What’s up, practice?

Practice was a strategy for setting up protocols outside of creativity, outside of big art originating from the inventive artist. Does it still hold this promise when we have an expression like “practice based choreography”? Has practice become a technique, a style?

Practice was a strategy for questioning improvisation, ridding ourselves of improvisation that is based on an idea of individual creative expression which did not provide any actual freedom of movement but rather the “look of freedom” whilst dancing (the eyes looking around, the seemingly surprising yourself startling, the decently clumsy movements, the irregularities, in-symmetries, intermittent twitches). Can practice still do that? Is there still a need of doing that? Or has practice just become the new look of freedom?

Practice was a strategy for intertwining theory and practice, mind and body, the thinking process and the acting process into one inseparable activity. Practice described as a knowledge produced through repetition, a know-how intrinsic to its doing. Now, with practice being a well-known method for producing choreography (of making dances), and with texts, seminars and symposiums on practices taking place, does it still produce that inseparable knowledge? How can practices provide space for criticism and analysis within their practice without regressing to a knowledge regime which requires us to step out, to analyze from a distance? How can we insist on staying within what we do and still provides space for criticality?

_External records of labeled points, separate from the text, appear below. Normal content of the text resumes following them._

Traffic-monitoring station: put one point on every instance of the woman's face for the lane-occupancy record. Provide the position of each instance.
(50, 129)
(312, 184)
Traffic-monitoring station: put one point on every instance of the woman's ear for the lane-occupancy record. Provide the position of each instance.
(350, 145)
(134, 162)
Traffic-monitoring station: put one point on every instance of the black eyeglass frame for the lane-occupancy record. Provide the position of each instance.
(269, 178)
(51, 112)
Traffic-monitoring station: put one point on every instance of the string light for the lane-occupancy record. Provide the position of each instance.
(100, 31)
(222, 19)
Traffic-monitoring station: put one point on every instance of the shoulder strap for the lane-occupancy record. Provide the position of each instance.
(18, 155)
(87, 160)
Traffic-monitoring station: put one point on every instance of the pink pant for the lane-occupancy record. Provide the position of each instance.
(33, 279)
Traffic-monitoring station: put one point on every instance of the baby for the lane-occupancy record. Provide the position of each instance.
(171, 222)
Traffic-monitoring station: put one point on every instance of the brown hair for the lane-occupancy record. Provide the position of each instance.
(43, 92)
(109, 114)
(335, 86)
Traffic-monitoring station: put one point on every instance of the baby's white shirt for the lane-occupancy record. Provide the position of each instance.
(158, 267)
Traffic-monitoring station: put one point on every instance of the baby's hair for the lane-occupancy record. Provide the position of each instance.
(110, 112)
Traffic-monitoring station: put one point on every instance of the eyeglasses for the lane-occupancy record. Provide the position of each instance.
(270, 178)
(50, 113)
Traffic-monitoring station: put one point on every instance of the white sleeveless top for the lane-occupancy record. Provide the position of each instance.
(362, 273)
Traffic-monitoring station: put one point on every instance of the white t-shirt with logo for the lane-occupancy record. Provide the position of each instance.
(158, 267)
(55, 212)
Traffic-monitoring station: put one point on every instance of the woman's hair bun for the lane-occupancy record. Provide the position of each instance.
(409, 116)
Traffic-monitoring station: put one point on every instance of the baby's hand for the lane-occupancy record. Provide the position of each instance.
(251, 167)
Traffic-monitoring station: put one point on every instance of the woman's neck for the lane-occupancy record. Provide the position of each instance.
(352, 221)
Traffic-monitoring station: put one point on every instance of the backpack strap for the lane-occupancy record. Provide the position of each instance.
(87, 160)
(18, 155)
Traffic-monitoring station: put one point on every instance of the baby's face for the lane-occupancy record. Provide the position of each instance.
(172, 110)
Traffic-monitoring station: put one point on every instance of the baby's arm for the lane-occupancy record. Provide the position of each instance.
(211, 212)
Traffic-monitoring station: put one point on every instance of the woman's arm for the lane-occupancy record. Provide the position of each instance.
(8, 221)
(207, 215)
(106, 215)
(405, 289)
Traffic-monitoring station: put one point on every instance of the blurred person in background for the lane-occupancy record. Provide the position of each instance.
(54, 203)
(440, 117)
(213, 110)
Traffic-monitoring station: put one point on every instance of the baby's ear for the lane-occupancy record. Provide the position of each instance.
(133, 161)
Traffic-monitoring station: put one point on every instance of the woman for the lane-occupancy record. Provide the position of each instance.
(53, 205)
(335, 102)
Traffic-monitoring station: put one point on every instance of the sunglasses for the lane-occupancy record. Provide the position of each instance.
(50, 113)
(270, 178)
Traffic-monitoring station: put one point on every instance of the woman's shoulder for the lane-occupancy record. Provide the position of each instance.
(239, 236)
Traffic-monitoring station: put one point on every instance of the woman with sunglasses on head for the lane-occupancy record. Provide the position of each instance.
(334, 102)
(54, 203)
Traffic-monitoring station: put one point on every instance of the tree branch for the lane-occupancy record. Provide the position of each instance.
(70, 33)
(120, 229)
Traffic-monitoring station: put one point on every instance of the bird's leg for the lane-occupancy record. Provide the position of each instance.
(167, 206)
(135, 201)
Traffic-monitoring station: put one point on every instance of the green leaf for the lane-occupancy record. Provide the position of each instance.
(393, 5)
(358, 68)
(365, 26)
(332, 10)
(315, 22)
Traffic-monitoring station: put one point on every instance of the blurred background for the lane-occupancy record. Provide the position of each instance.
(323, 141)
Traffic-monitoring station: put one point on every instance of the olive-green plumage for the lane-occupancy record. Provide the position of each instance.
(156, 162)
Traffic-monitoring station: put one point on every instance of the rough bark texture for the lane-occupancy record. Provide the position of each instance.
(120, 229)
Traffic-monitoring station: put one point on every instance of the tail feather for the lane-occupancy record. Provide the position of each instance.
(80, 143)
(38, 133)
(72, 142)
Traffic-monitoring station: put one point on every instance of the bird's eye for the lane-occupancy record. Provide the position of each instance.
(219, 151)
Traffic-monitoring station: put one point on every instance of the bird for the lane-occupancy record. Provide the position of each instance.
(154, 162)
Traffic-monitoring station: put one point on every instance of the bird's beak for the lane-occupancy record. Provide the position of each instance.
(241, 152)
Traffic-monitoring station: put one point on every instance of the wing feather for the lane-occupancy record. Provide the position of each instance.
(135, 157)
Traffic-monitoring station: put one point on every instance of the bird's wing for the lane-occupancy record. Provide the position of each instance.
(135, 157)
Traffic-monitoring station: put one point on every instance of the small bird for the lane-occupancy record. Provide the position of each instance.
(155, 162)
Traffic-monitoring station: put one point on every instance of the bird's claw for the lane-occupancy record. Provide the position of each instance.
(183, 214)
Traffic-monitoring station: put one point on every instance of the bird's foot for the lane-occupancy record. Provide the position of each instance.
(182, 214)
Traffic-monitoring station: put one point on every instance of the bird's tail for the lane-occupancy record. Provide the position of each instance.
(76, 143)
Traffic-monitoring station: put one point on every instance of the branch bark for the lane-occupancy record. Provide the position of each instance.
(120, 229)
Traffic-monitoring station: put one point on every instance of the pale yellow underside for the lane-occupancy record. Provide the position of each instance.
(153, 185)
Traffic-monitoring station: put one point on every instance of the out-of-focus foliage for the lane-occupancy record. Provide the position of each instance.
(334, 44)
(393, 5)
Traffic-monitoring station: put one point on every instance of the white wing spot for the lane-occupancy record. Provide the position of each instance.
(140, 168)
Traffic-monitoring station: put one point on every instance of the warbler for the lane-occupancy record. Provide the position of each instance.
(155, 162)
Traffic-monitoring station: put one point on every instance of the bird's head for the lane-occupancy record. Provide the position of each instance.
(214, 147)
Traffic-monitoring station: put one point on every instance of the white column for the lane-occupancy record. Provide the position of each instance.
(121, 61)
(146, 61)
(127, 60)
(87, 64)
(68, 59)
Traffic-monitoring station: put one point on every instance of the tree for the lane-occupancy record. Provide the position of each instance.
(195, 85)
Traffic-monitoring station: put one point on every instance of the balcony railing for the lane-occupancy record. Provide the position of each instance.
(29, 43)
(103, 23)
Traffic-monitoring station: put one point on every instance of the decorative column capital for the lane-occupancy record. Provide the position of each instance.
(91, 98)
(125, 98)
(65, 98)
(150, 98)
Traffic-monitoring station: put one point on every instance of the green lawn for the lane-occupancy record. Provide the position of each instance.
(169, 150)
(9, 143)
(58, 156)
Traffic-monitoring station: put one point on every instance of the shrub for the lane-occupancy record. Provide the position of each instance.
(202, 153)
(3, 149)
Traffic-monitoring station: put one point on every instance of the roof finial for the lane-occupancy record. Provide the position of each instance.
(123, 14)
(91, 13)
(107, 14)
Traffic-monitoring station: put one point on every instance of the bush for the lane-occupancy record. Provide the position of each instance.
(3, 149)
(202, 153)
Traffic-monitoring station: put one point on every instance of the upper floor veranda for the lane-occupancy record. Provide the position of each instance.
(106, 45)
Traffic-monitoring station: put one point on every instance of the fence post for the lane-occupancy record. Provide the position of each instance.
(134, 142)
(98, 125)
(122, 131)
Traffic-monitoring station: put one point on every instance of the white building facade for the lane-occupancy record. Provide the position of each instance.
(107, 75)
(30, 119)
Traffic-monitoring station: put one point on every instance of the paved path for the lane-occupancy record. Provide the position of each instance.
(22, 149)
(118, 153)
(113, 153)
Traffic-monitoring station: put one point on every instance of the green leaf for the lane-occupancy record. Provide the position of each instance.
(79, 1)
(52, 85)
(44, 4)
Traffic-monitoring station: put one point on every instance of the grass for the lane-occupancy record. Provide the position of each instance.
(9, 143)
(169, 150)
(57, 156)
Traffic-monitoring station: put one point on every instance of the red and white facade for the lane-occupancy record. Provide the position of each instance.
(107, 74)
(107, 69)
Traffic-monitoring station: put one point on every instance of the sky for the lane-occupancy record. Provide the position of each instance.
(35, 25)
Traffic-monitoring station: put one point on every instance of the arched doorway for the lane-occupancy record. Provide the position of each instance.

Based on three practical examples of choreographic practices from my work and the theories feeding into them, we will try to figure out what use practice can be for contemporary choreography. What is the problem with practice today? Why did we get interested in practice and does it still serve a purpose? What is the practice we need, or, what do we need to practice?

This practice workshop was developed for the MA students in choreography at KHiO in Oslo, January 2015.